Я не робкого десятка и только рассмеялся бы, вздумай кто-либо заявить, что я испугался; но сейчас, сидя в одиночестве напротив этого портрета, в опустевшем здании, вдали от людей (соседние мастерские в этот вечер пустовали, а сторож ушел на праздник домой), я жалел, что не провожу сочельник в более приятной обстановке: несмотря на гудевший в камине огонь и сверкающее пламя газа, это сосредоточенное лицо и сверхъестественные глаза оказывали на меня странное воздействие.
Часы на башнях и шпилях друг за другом пробили последний час дня, эхом подхватывая замирающий рефрен, а я все сидел, как зачарованный, глядя на жутковатую картину и сжимая в руке потухшую трубку; странная слабость охватила меня.
Бездонно глубокие глаза пристальным и властным взглядом смотрели на меня с портрета; лишенные малейшей искры света, они словно вбирали в себя мою душу, а с нею силу и жизнь. Я недвижно полулежал в кресле, пока не утратил волю; сознание покинуло меня и пришел сон.
Картина оставалась на мольберте, но мне почудилось, будто женщина сошла с холста и плавными шагами стала приближаться ко мне; позади нее показался склеп, наполненный гробами — одни были закрыты, другие лежали или стояли открытыми; виднелось их ужасное содержимое в истлевших, испещренных пятнами саванах.
Я видел только ее голову и плечи в мрачных складках платья, обрамленные иссиня-черными тяжелыми волосами.
Женщина приблизилась ко мне, ее мертвенно-бледное лицо коснулось моего, холодные бескровные губы прижались к моим в долгом поцелуе, а мягкие черные волосы окутали меня, как облако, наполняя все тело чудесным трепетом и опьяняя восторгом наслаждения, лишавшим меня последних сил.
Она словно торопилась впитать мое дыхание, не даруя взамен ничего, становясь сильнее, пока я слабел, и мое тепло перетекало к ней, отдаваясь пульсом жизни.
Весь ужас близящейся смерти предстал передо мной, и я с отчаянным усилием оттолкнул ее и вскочил; потрясенный, я в первую минуту не понимал, где нахожусь, но затем сознание начало возвращаться ко мне и я, как безумный, стал озираться по сторонам.
Газ в лампе все еще ярко горел, в камине бушевало красное пламя.

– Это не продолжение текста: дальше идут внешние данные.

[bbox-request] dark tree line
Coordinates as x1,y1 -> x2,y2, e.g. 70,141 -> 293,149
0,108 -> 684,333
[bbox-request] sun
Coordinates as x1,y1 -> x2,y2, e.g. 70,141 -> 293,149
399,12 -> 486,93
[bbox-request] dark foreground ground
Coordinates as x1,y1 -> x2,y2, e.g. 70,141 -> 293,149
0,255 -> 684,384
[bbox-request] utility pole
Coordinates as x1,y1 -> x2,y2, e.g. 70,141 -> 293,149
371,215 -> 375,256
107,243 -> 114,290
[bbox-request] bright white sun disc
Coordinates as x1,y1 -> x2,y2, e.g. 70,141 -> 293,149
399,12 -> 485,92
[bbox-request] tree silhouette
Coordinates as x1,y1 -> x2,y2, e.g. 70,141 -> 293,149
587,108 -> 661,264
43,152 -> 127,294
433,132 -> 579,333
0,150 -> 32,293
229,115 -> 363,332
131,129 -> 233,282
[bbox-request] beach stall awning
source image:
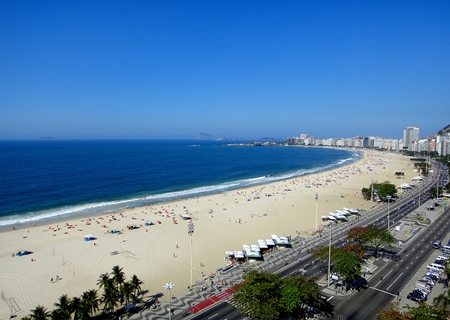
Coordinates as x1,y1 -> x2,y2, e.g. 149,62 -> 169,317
242,244 -> 261,258
84,234 -> 96,241
258,240 -> 269,249
270,234 -> 290,246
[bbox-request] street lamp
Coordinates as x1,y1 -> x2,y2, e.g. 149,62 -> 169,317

Часы на каминной полке показывали половину первого ночи.
Картина, как и прежде, стояла на мольберте, но присмотревшись, я увидел, что портрет изменился: на щеках женщины пятнами проступил румянец, глаза сверкали жизнью, чувственные губы налились и покраснели, и на нижней поблескивала капелька крови. В лихорадочном ужасе я схватил скребок и изрезал портрет вампира, затем выдрал из рамы изуродованные обрывки холста, бросил их в камин и с диким наслаждением стал смотреть, как они извиваются в пламени.
Та рама до сих пор у меня, но я еще не набрался храбрости написать подходящую для нее картину.